WEST NILE.The largest Diocese in the province of the Church of Uganda celebrates its Golden Jubilee on the 29th of December 2019.
From the first Bishop to the 7th and current, from that first Church to the hundreds, from that first Archdeaconry to the 12 currently and from the initial handful of Clergy, laymen and Christians now in their thousands.
The first school and now the hundreds of institutions of learning, Madi and West Nile diocese has evolved in leaps and bounds since its creation in 1969 and evidently so.
But not all the glittering picture of this prosperous diocese has been gold, the twists and turns have been enormous and in those turbulent times, the church has been shaken to the roots.
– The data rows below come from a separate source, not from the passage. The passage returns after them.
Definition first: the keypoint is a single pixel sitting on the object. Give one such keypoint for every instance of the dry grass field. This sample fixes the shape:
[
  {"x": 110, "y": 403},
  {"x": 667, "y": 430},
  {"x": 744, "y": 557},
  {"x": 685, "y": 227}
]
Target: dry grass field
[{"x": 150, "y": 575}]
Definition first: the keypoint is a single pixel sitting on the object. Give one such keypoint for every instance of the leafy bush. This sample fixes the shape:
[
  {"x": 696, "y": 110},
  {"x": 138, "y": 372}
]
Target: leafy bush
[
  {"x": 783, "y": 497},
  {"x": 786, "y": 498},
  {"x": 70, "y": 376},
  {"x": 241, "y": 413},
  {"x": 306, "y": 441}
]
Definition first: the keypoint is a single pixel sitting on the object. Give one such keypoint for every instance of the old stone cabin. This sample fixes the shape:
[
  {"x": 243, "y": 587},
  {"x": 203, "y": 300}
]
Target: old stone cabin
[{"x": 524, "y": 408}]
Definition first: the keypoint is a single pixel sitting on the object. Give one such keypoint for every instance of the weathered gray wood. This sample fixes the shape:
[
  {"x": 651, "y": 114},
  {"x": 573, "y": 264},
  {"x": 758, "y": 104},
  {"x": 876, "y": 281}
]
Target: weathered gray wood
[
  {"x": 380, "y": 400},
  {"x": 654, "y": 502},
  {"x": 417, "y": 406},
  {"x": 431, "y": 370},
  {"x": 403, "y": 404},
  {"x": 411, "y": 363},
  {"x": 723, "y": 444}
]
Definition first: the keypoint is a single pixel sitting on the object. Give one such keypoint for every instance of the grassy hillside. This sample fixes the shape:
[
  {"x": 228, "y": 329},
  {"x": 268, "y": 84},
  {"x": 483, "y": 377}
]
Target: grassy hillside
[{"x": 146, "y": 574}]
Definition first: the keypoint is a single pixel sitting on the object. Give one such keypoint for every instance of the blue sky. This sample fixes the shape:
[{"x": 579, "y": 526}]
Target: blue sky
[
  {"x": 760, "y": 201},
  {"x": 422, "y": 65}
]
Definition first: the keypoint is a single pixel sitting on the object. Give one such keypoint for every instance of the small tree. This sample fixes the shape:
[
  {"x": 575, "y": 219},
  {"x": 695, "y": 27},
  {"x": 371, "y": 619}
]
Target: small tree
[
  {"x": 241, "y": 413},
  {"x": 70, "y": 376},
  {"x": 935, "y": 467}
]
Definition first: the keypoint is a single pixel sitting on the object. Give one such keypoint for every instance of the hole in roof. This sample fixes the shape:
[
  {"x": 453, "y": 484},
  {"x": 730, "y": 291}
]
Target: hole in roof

But a gigantic cathedral at the diocesan headquarters will give a visitor a good first impression of resilience and endurance despite the challenges and perhaps a hope for the times to come.
When Bishop cum Archbishop Silvanus Wani was consecrated as the first Bishop of Madi and West Nile diocese in 1969 after curving the diocese from Northern Uganda, a lot of work had been done in the past.
The Anglican Church had by this time been in place for a few decades in the region, Frank and Edith Gardner and Franks Brother Alfred with their significant arrival in 1919 and consequent works under the African Inland Mission (AIM) ensured continuity and steady growth.
As early as 1942, diocesan records show that there were already over 150 churches supervised by Petero Adiemvu and Yonisani Indriki Abukaya, the two gave monthly reports to Archdeacon Albert Vollor.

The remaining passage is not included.